Thermometer, Liquid-Filled

Thermometer, Liquid-Filled

 

a temperature-measurement device whose operation is based on the thermal expansion of a liquid. Liquid-filled thermometers provide a direct reading of the temperature.

Liquid-filled thermometers are commonly used in technology and in the laboratory for measuring temperatures from –200° to 750°C. They consist of a transparent glass (rarely quartz) bulb fused to a stem of the same material. The scale, calibrated in degrees Celsius, is applied directly to the thick-walled stem, as in an etched-stem thermometer, or to a strip rigidly attached to the thermometer, as in a graduated-scale thermometer. In thermometers of the “einschluss” type, both the stem and the attached scale are enclosed in a glass or quartz sheath. The liquid fills the entire bulb and part of the bore in the stem. Liquid-filled thermometers may contain various substances, depending on the temperature range. The most commonly used are pentane (–200° to 20°C), ethyl alcohol (–80° to 70°C), kerosine (–20° to 300°C), and mercury (–35° to 750°C).

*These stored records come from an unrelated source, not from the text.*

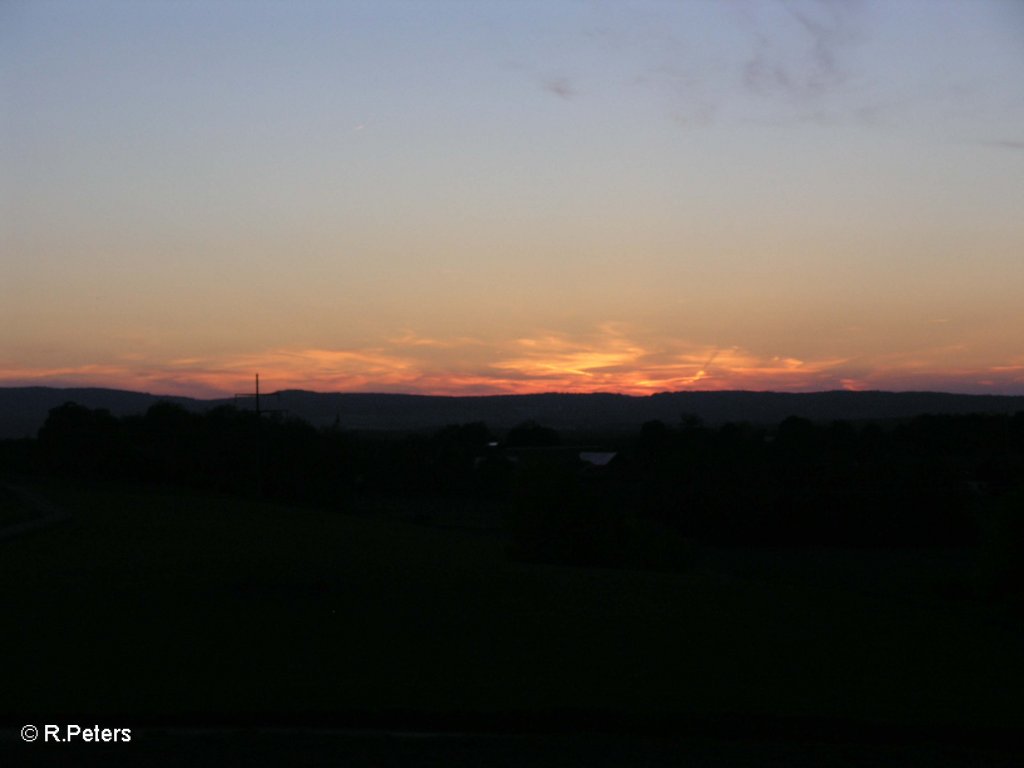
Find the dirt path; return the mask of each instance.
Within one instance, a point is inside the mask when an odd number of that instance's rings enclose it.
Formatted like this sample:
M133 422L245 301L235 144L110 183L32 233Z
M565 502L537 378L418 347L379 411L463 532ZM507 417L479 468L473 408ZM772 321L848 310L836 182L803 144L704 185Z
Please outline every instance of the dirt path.
M15 496L22 504L34 510L38 515L31 520L24 520L23 522L0 527L0 540L9 539L10 537L71 518L71 513L68 510L57 507L35 490L22 485L13 485L9 482L0 482L0 487Z

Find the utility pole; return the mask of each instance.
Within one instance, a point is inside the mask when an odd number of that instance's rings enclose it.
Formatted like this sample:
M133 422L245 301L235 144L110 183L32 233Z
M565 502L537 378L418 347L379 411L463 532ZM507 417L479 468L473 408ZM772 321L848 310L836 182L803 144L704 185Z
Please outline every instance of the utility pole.
M256 374L256 391L254 392L241 392L236 393L234 402L238 403L239 397L255 397L256 398L256 495L263 496L263 414L283 414L285 409L270 409L269 411L264 411L260 408L259 401L259 374ZM278 398L280 400L281 393L278 393Z

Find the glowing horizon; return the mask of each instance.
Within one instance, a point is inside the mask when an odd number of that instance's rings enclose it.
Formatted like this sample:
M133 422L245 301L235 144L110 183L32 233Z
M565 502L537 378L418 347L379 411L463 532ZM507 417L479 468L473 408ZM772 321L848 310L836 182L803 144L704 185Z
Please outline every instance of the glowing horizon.
M1024 394L999 0L0 6L0 386Z

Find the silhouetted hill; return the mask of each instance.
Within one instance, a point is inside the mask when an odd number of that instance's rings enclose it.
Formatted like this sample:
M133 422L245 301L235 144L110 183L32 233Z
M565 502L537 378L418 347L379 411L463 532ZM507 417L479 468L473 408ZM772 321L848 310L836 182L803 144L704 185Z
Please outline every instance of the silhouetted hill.
M144 413L154 402L170 400L196 411L205 411L225 400L156 395L124 389L97 387L0 387L0 439L35 437L51 408L77 402L90 409L106 409L115 416Z
M117 389L0 387L0 438L34 436L51 408L69 400L115 416L143 413L159 400L194 411L233 402ZM249 400L242 404L250 406ZM774 424L788 416L814 421L904 419L921 414L1016 413L1024 395L968 395L942 392L666 392L646 397L623 394L529 394L440 397L285 390L266 395L264 407L283 409L316 426L345 429L430 429L446 424L486 422L497 429L527 420L559 430L634 430L645 421L677 424L696 416L709 424L749 421Z

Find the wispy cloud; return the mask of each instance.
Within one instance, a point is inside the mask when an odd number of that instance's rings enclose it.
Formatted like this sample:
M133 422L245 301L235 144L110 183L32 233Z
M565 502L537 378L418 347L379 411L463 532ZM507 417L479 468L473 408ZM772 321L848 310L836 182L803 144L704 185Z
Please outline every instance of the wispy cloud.
M575 96L575 88L572 87L572 83L567 77L549 77L545 78L543 86L544 90L561 99L569 101Z
M249 391L258 372L268 391L424 394L748 389L1024 389L1024 357L968 364L963 345L850 358L770 354L604 324L589 333L542 332L483 343L404 334L374 347L280 347L224 356L96 362L66 368L3 365L0 384L103 386L223 396Z

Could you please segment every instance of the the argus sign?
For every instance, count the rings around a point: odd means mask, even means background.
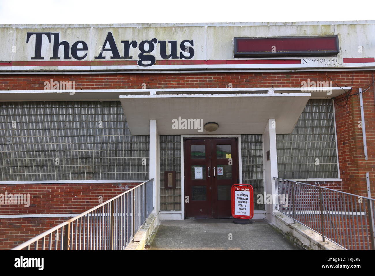
[[[253,187],[247,184],[232,186],[232,216],[235,219],[250,219],[254,216]]]
[[[26,43],[28,43],[32,38],[35,39],[34,56],[31,57],[32,60],[44,59],[42,50],[43,43],[46,42],[52,43],[53,45],[53,54],[52,57],[50,57],[50,60],[60,60],[62,58],[64,60],[69,60],[72,57],[74,59],[81,60],[86,58],[88,55],[89,47],[85,41],[79,40],[72,44],[71,41],[61,41],[60,33],[58,32],[28,32]],[[171,45],[169,54],[167,53],[167,41],[157,38],[142,41],[122,40],[121,41],[120,47],[120,45],[115,42],[112,32],[110,32],[100,47],[100,52],[94,58],[96,60],[105,59],[103,53],[109,52],[111,53],[111,59],[132,59],[133,57],[130,55],[130,50],[132,48],[138,48],[137,64],[140,66],[151,66],[156,61],[155,56],[151,54],[156,47],[156,45],[159,45],[160,56],[163,59],[190,59],[194,56],[194,41],[185,39],[181,41],[178,45],[177,42],[176,40],[168,41],[168,43]],[[61,46],[64,49],[62,56],[59,55],[59,49]],[[123,49],[122,52],[119,50],[122,48]]]

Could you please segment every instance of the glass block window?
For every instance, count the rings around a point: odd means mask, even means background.
[[[181,210],[181,140],[180,135],[159,136],[160,152],[160,210]],[[164,187],[164,172],[176,171],[176,189]]]
[[[276,135],[279,177],[338,177],[334,116],[332,100],[310,100],[291,134]]]
[[[146,180],[149,148],[119,101],[0,103],[1,181]]]
[[[264,204],[256,203],[257,195],[263,194],[263,143],[262,134],[241,136],[242,183],[254,189],[254,210],[264,210]]]

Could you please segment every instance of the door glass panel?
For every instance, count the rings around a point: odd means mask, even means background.
[[[191,179],[204,180],[206,179],[205,165],[193,165],[191,166]]]
[[[206,200],[206,186],[192,186],[192,200]]]
[[[230,145],[217,145],[216,146],[216,155],[218,159],[231,158]]]
[[[232,166],[230,165],[218,165],[216,169],[218,179],[232,179]]]
[[[206,159],[206,146],[204,145],[192,145],[190,147],[191,159]]]
[[[230,200],[231,185],[218,186],[218,200]]]

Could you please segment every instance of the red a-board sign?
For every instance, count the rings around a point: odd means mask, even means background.
[[[254,216],[254,191],[247,184],[232,186],[232,216],[236,219],[250,219]]]

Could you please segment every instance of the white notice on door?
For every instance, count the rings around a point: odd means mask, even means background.
[[[203,178],[202,168],[195,167],[194,168],[194,178],[195,179],[202,179]]]

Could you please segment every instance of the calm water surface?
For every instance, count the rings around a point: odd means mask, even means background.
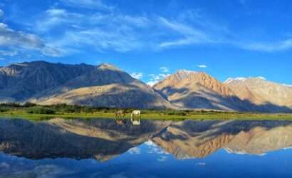
[[[0,177],[292,177],[291,147],[291,121],[2,118]]]

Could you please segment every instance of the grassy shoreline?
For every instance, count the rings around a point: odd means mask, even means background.
[[[33,120],[53,117],[115,118],[116,109],[95,108],[88,106],[36,105],[31,103],[0,104],[0,118],[24,118]],[[126,109],[125,118],[130,119],[132,109]],[[212,110],[142,110],[142,119],[147,120],[292,120],[292,113],[255,113]]]
[[[56,113],[56,114],[29,114],[24,112],[0,113],[0,118],[23,118],[33,120],[47,120],[61,117],[64,119],[114,119],[114,113]],[[127,114],[125,119],[130,119],[130,115]],[[165,115],[157,113],[142,114],[142,120],[291,120],[291,114],[261,114],[261,113],[207,113],[192,114],[189,115]]]

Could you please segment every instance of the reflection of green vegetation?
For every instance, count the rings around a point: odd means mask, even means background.
[[[126,118],[130,117],[133,110],[125,110]],[[26,118],[43,120],[52,117],[63,118],[113,118],[115,109],[95,108],[89,106],[68,105],[36,105],[27,103],[0,104],[0,117],[10,118]],[[142,110],[142,119],[157,120],[292,120],[292,114],[264,114],[236,112],[219,112],[205,110]]]

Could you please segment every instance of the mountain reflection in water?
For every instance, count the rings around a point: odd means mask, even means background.
[[[1,119],[0,177],[291,177],[291,121]]]

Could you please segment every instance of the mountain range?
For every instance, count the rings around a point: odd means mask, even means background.
[[[292,112],[292,88],[262,78],[221,83],[185,70],[150,87],[110,64],[33,61],[0,67],[0,103],[94,107]]]

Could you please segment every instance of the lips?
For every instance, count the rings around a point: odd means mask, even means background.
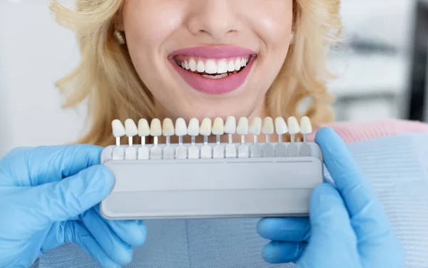
[[[244,83],[256,54],[237,46],[206,46],[175,51],[168,58],[177,73],[193,88],[210,94],[223,94]]]

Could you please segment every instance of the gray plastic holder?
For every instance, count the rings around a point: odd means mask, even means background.
[[[296,145],[297,156],[172,160],[113,160],[115,150],[128,145],[106,147],[101,164],[116,180],[101,214],[108,220],[307,216],[312,192],[324,182],[322,157],[315,143]],[[308,156],[299,154],[304,148]]]

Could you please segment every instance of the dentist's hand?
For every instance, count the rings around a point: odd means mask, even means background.
[[[79,245],[101,267],[131,262],[131,246],[144,242],[146,227],[101,217],[98,204],[114,183],[99,165],[101,150],[24,148],[0,160],[1,267],[28,267],[66,242]]]
[[[343,141],[330,128],[315,142],[336,187],[315,190],[310,218],[266,218],[258,231],[272,240],[263,249],[268,262],[300,268],[402,268],[404,252],[381,203]]]

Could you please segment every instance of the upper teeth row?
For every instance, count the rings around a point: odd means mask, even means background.
[[[260,134],[272,135],[283,135],[287,133],[295,135],[299,133],[302,134],[310,134],[312,132],[312,128],[309,118],[304,116],[300,119],[299,124],[296,118],[290,116],[287,120],[282,117],[277,117],[274,120],[270,117],[267,117],[264,120],[259,117],[255,118],[251,122],[251,125],[248,124],[248,119],[241,118],[239,119],[238,125],[236,118],[233,116],[229,116],[225,123],[221,118],[217,118],[212,122],[210,118],[204,118],[200,125],[197,118],[192,118],[186,125],[184,119],[178,118],[175,121],[175,125],[173,120],[170,118],[163,120],[161,124],[160,120],[158,118],[154,118],[151,120],[149,125],[148,121],[146,119],[140,119],[137,125],[132,119],[125,120],[125,125],[122,124],[119,120],[116,119],[111,123],[113,128],[113,135],[116,138],[126,135],[128,137],[133,137],[139,135],[141,137],[146,136],[165,136],[170,137],[172,135],[185,136],[186,135],[190,136],[198,136],[199,135],[208,136],[210,135],[220,135],[224,134],[238,134],[246,135],[248,133],[255,135]]]
[[[191,71],[207,73],[225,73],[239,71],[248,63],[249,58],[237,58],[233,60],[215,60],[209,59],[204,63],[202,60],[190,58],[188,61],[184,61],[180,63],[182,68]]]

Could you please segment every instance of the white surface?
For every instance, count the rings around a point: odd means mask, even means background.
[[[72,33],[54,21],[50,1],[14,2],[0,1],[0,156],[16,146],[71,142],[81,133],[85,118],[84,109],[79,113],[62,110],[63,100],[54,86],[78,63]],[[412,3],[343,0],[346,34],[406,47]],[[336,94],[364,94],[374,88],[401,92],[407,82],[405,62],[405,57],[335,58],[332,63],[341,77],[332,84],[332,91]]]
[[[83,118],[61,108],[54,86],[78,62],[73,34],[54,23],[49,1],[0,1],[0,156],[21,145],[71,142]]]

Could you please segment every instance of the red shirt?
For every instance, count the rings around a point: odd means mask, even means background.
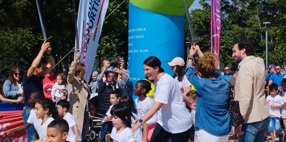
[[[53,86],[56,79],[57,75],[52,75],[49,77],[45,75],[45,78],[43,79],[43,90],[45,98],[52,99],[51,93]]]

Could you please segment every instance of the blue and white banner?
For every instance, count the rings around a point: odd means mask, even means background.
[[[86,66],[84,78],[88,81],[92,71],[97,45],[109,2],[109,0],[81,0],[79,2],[77,17],[79,45],[80,49],[83,50],[81,51],[81,61]],[[76,49],[76,43],[75,45]]]

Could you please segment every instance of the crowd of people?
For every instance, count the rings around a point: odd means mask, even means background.
[[[7,69],[1,71],[0,100],[25,104],[24,124],[4,137],[25,130],[27,141],[83,141],[89,116],[97,114],[102,119],[101,142],[262,142],[268,132],[274,141],[274,130],[283,139],[286,79],[279,65],[270,64],[265,74],[264,61],[254,56],[248,40],[234,44],[232,56],[238,64],[226,66],[222,73],[213,54],[203,53],[198,45],[191,47],[186,63],[180,57],[170,60],[173,76],[164,72],[157,58],[147,58],[142,63],[146,77],[134,86],[135,100],[122,62],[114,68],[103,60],[100,73],[94,71],[88,82],[83,79],[85,65],[77,62],[80,53],[66,75],[53,68],[51,51],[45,41],[25,73],[17,67],[10,75]],[[230,93],[239,101],[244,121],[235,127]],[[96,104],[90,100],[94,93]]]

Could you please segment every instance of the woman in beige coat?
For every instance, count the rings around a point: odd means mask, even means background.
[[[90,106],[92,106],[89,102],[90,92],[88,85],[83,79],[86,72],[86,65],[77,63],[77,60],[80,57],[80,53],[77,53],[70,67],[67,78],[69,92],[68,101],[70,104],[68,112],[75,119],[79,129],[81,132],[83,141],[84,134],[88,134],[89,131],[89,118],[88,111],[89,110],[91,113],[93,113],[95,110],[94,107]]]

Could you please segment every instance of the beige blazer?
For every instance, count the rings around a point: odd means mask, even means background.
[[[269,116],[264,93],[265,66],[262,59],[245,58],[235,80],[234,99],[239,101],[244,123],[261,121]]]
[[[70,102],[70,107],[68,112],[75,117],[79,129],[82,132],[83,123],[83,115],[84,109],[86,105],[86,100],[90,97],[90,94],[89,89],[88,93],[83,88],[83,86],[87,88],[88,86],[86,83],[82,84],[76,77],[75,76],[77,64],[73,62],[72,62],[70,70],[68,75],[68,85],[69,95],[68,101]],[[88,118],[89,120],[89,118]],[[89,121],[87,120],[87,126],[86,126],[85,132],[88,133],[89,129]]]

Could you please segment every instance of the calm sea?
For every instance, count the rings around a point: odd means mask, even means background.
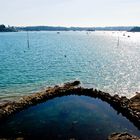
[[[75,79],[112,95],[140,91],[140,33],[29,32],[29,42],[0,33],[0,101]]]

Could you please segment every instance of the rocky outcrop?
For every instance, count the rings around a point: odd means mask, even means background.
[[[113,133],[108,137],[108,140],[140,140],[140,138],[124,132],[124,133]]]
[[[128,99],[126,97],[119,97],[118,95],[111,96],[109,93],[92,88],[83,88],[78,86],[79,84],[80,81],[74,81],[62,86],[48,87],[44,91],[23,96],[18,101],[2,104],[0,105],[0,120],[48,99],[67,95],[85,95],[106,101],[117,110],[118,113],[122,113],[122,115],[126,116],[140,129],[140,94]]]

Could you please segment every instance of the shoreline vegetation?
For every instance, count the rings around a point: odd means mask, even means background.
[[[92,98],[99,98],[102,101],[109,103],[118,113],[121,113],[130,120],[138,129],[140,129],[140,94],[137,93],[134,97],[128,99],[125,96],[111,96],[109,93],[102,92],[93,88],[83,88],[80,81],[68,82],[62,86],[48,87],[44,91],[23,96],[14,102],[7,102],[0,105],[0,121],[3,121],[8,116],[14,115],[30,106],[37,105],[55,97],[67,95],[84,95]],[[109,140],[116,140],[117,137],[140,139],[128,133],[113,133],[109,136]]]
[[[17,32],[17,29],[13,26],[6,27],[5,25],[2,24],[0,25],[0,32]]]
[[[112,26],[112,27],[61,27],[61,26],[26,26],[16,27],[4,24],[0,25],[0,32],[19,32],[19,31],[128,31],[140,32],[140,27],[134,26]]]

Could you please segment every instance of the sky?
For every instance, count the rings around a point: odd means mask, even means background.
[[[0,24],[140,26],[140,0],[0,0]]]

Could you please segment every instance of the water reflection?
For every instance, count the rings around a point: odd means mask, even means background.
[[[107,103],[76,95],[30,107],[0,125],[1,138],[103,140],[114,131],[140,136],[140,131]]]

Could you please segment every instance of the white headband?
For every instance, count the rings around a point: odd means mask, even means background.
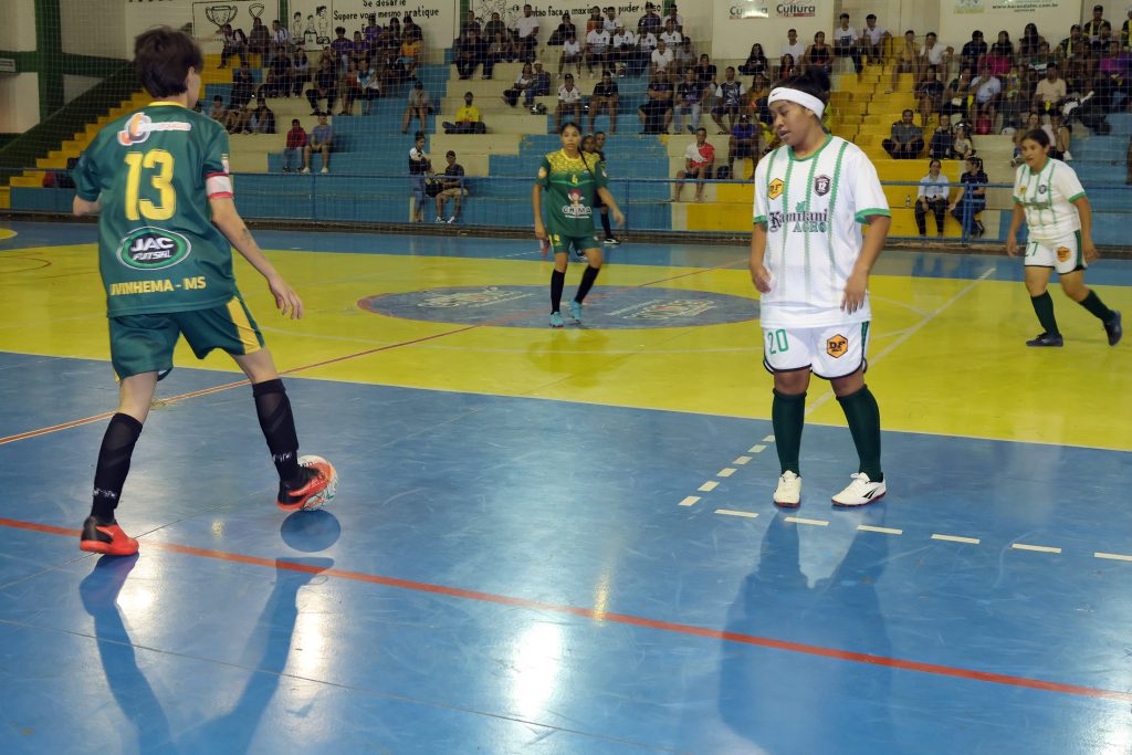
[[[822,104],[821,100],[806,92],[800,92],[799,89],[791,89],[788,86],[778,86],[771,89],[771,96],[767,97],[766,104],[773,105],[775,102],[780,102],[783,100],[786,102],[794,102],[801,105],[803,108],[813,110],[814,114],[817,115],[817,120],[822,120],[822,113],[825,112],[825,105]]]

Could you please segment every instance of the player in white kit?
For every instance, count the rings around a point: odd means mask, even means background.
[[[1064,344],[1054,317],[1054,300],[1046,288],[1057,271],[1065,295],[1095,315],[1105,326],[1108,345],[1120,343],[1124,329],[1121,314],[1105,306],[1095,291],[1084,285],[1087,263],[1097,258],[1092,243],[1092,211],[1077,172],[1049,156],[1049,135],[1035,129],[1022,137],[1023,165],[1014,174],[1014,214],[1006,234],[1006,254],[1018,255],[1014,240],[1024,217],[1029,229],[1026,243],[1026,289],[1041,324],[1041,333],[1026,342],[1028,346]]]
[[[892,218],[865,153],[822,127],[829,88],[815,71],[771,91],[782,146],[760,161],[754,178],[751,277],[762,293],[763,363],[774,376],[771,420],[782,467],[774,503],[788,508],[801,500],[798,456],[812,372],[831,383],[860,457],[833,504],[864,506],[886,491],[881,412],[864,376],[868,274]]]

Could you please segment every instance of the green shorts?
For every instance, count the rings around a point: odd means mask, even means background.
[[[110,318],[110,361],[119,379],[173,369],[173,349],[181,336],[197,359],[213,349],[239,357],[264,345],[264,336],[239,295],[212,309],[163,315],[123,315]]]
[[[601,244],[595,242],[592,235],[561,235],[547,231],[547,239],[550,241],[550,251],[556,255],[568,255],[571,247],[574,247],[574,251],[578,252],[601,248]]]

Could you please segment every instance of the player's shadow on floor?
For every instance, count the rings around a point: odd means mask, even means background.
[[[309,514],[309,512],[308,512]],[[246,753],[271,704],[286,668],[298,619],[299,589],[334,565],[329,558],[276,559],[275,585],[264,604],[243,652],[234,663],[201,660],[203,674],[221,667],[242,671],[246,685],[224,713],[203,722],[181,721],[174,732],[145,674],[138,668],[135,645],[118,608],[118,594],[137,564],[137,556],[104,556],[79,584],[79,597],[94,619],[98,659],[114,702],[134,724],[137,749],[143,753]],[[207,668],[213,667],[213,668]],[[222,671],[229,674],[229,670]],[[168,701],[175,706],[177,701]]]

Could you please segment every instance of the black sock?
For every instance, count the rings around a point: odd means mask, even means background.
[[[286,397],[283,380],[256,383],[251,386],[251,395],[256,400],[259,429],[264,431],[280,481],[292,481],[299,477],[299,436],[294,431],[291,400]]]
[[[882,482],[884,473],[881,471],[881,407],[876,404],[876,397],[866,385],[848,396],[838,396],[838,403],[849,420],[849,431],[852,434],[852,441],[860,457],[858,471],[867,474],[873,482]]]
[[[1088,309],[1089,312],[1094,317],[1099,318],[1101,323],[1107,323],[1108,320],[1113,319],[1115,315],[1113,310],[1108,309],[1108,307],[1105,307],[1105,302],[1100,301],[1100,297],[1098,297],[1097,292],[1094,291],[1092,289],[1089,289],[1088,297],[1086,297],[1084,299],[1082,299],[1077,303]]]
[[[598,273],[601,271],[600,267],[585,266],[585,272],[582,273],[582,282],[577,284],[577,293],[574,294],[574,301],[582,303],[585,300],[585,295],[590,293],[590,289],[593,288],[593,282],[598,280]]]
[[[774,392],[771,402],[771,426],[774,428],[774,448],[779,454],[782,472],[800,475],[798,456],[801,453],[801,429],[806,424],[806,394]]]
[[[1061,331],[1057,329],[1057,318],[1054,317],[1054,300],[1049,292],[1046,291],[1040,297],[1030,297],[1030,303],[1034,304],[1034,314],[1038,316],[1041,329],[1049,335],[1061,335]]]
[[[563,306],[563,289],[566,288],[566,273],[555,271],[550,274],[550,311],[557,312]]]
[[[129,414],[119,412],[110,418],[94,469],[94,503],[91,506],[91,515],[102,524],[114,521],[114,508],[130,471],[134,444],[140,435],[142,423]]]

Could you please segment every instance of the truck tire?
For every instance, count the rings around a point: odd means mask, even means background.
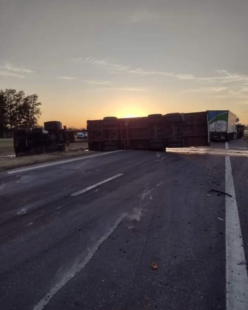
[[[167,113],[163,115],[166,121],[172,123],[181,123],[184,121],[183,116],[181,113]]]

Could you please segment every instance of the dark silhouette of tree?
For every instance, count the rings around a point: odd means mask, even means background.
[[[41,105],[36,94],[26,96],[23,91],[0,89],[0,137],[12,135],[17,128],[38,126]]]

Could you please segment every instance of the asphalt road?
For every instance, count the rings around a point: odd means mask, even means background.
[[[1,308],[248,309],[240,283],[236,306],[226,303],[228,203],[237,207],[243,279],[248,259],[248,143],[228,146],[123,151],[0,174]],[[229,188],[227,155],[236,199],[209,192]]]

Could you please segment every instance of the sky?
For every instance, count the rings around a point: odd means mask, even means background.
[[[247,0],[0,0],[0,88],[39,122],[230,110],[248,124]]]

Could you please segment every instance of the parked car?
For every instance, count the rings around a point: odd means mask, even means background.
[[[77,137],[78,139],[83,139],[83,134],[82,132],[78,132],[78,135],[77,136]]]
[[[87,131],[84,132],[78,132],[77,135],[78,139],[87,139],[88,137],[88,133]]]

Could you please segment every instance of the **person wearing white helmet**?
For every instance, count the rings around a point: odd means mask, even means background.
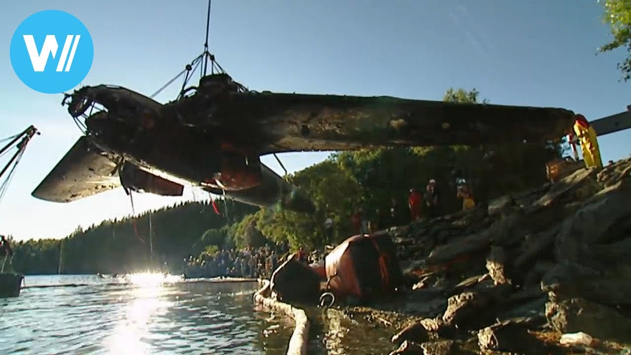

Mercury is usually used in liquid-filled thermometers, since it remains liquid in the temperature range from –38° to 356°C at normal pressure and up to 750°C with a small increase in pressure, which is attained by filling the bore with nitrogen. In addition, mercury is easily purified and does not wet the glass, and its vapor creates only a low pressure in the bore. Liquid-filled thermometers are made of specific types of glass and are subjected to special thermal treatment, called aging, which eliminates shifting of the zero point on the scale caused by repeated heating and cooling of the thermometer (correction for shifting of the zero point must be made in exact measurements). Liquid-filled thermometers have scales with divisions from 10° to 0.01°C. The precision of a liquid-filled thermometer is determined by the magnitude of a scale division.

Liquid-filled thermometers with an abbreviated scale are used to attain the required accuracy and convenience; the most accurate types have the point for 0°C on the scale, regardless of the temperature range used. The measurement accuracy depends on the depth of immersion of the thermometer in the medium to be measured. A liquid-filled thermometer should be immersed up to a reference scale division or a specially applied line on the scale (partial-immersion thermometer). If this is not possible, a correction is made to the column of mercury that depends on the temperature being measured and the temperature and height of the column. The main disadvantages of liquid-filled thermometers are slow response time and sometimes inconvenient dimensions.

Meteorological thermometers, Beckmann thermometers, and clinical thermometers are specially designed liquid-filled thermometers. Clinical mercury thermometers have an abbreviated scale (34°–42°C) and scale divisions of 0.1 °C. They operate on the principle of a maximum-registration thermometer, in which the mercury column in the bore remains at the maximum level upon heating and does not descend until the thermometer is shaken.